Bei meiner Außenansicht Deiner Situation frage ich mich, ob Du nicht bei Deiner Mutter Verständnis für Dein Schwulsein finden kannst. Es hat sich in letzter Zeit im öffentlichen Bewusstsein viel zum Positiven gewendet, was auch zu einer Einstellungsänderung Deiner Mutter beitragen könnte.Bist Du sicher, dass Deine Mutter Dich hasst?

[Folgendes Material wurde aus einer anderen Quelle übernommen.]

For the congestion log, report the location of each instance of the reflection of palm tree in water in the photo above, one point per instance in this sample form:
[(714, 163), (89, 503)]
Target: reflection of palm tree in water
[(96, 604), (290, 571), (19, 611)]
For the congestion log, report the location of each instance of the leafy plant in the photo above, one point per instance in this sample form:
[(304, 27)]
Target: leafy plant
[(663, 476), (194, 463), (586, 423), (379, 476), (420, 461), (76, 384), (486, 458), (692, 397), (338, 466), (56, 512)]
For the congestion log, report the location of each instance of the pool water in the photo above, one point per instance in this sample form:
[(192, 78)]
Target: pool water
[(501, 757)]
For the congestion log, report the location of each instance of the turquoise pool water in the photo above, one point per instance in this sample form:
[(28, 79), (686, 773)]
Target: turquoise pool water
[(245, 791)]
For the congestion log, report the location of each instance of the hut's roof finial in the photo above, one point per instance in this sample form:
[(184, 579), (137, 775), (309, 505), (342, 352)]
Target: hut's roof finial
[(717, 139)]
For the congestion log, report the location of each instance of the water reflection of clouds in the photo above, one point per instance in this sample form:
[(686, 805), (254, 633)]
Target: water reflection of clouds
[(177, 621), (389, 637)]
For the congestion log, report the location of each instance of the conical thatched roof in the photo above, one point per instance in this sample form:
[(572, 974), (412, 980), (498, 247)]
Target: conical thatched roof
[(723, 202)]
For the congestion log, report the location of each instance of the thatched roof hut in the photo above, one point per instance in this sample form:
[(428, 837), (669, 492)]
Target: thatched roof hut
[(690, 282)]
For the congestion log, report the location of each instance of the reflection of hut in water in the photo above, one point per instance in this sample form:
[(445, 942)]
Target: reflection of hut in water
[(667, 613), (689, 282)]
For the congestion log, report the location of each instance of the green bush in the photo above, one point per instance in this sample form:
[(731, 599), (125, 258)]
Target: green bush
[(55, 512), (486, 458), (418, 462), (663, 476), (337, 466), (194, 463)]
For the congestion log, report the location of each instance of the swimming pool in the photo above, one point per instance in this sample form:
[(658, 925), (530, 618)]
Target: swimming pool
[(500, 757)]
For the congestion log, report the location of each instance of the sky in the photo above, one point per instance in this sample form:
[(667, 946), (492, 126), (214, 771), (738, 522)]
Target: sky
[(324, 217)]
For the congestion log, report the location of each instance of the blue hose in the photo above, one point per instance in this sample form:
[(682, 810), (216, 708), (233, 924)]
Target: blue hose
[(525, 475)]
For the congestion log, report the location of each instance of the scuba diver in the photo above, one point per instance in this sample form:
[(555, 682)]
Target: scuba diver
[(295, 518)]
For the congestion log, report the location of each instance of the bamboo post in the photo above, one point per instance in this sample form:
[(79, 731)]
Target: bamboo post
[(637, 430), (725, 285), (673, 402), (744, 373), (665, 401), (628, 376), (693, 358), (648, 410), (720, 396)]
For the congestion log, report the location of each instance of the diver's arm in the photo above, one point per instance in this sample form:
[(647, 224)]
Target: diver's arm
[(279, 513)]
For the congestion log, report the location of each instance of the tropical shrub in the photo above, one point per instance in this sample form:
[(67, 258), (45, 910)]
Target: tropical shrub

Viel zu allgemein kann ich in diesem Rahmen nur noch sagen, dass auch Du unter der Schicht der Zweifel und Ängste das Gefühl, ja das Wissen für Deinen Weg in Dir trägst. Dahin gelangen ist sicher eine Kunst – aber eine, die jeder lernen kann.  -

Ich wünsche Dir viel Kraft für den guten Augenblick!

Antwort
von Marian1999, 11

Ja, wenn einem die Belastung zu groß wird kann das schon mal ein Burnout auslösen. Aber auch wenn dir alles ausweglos erscheint solltest du die Hoffnung nicht aufgeben. Jeder macht mal harte Zeiten durch, der eine mehr als der andere. Doch das ist kein Grund sein leben weg zu werfen, man muss lernen damit umzugehen und einen anderen weg finden das ganze zu verarbeiten.  Du schreibst das dich die Erinnerung an damals heute immer noch beängstigt, vielleicht ist das das trauma welches du noch nicht überwunden hast. Vielleicht gibst du dir unterbewusst immer noch die schuld für das was passiert ist. Aber du bist sicher nicht dafür verantwortlich das sich deine Eltern getrennt haben, sowas passiert halt leider manchmal aber du hast sicher keine schuld daran. Hast du schon mal versucht dich deinen freunden anzuvertrauen, sie könnten dir halt geben und dich unterstützen. Vielleicht würdest du dich dann nicht mehr ganz so hilflos fühlen.  Und du solltest dir vielleicht wieder eine Beschäftigung suchen , denn so hättest du weniger Zeit um über deine Ängste nachzudenken und wieder einen Antrieb. Lg und viel Glück, Marian.

Antwort
von safur, 15

Für mich klingst du eher ziellos. Möchtest du nichts erreichen im Leben? Ich kann mir schon vorstellen, dass es stinklangweilig und demotivierend ist, wenn man sich überhaupt nichts vornimmt. Man gammelt den ganzen Tag vor sich hin :-) Weiterhin hast du dann zu viel Zeit zum Nachdenken. Die Zukunft beginnt jetzt! Es liegt nur an dir etwas zu ändern.

Entschuldige dich nicht mit anderen. Die Klinik hat dir ggf. nicht geholfen, weil du auch nichts geändert hast. Klingt hart, ist aber herzlich gemeint. Das ist nicht wie ein Friseurbesuch. Ich gehe hin und komme 15 Minuten später wieder raus und bin schick.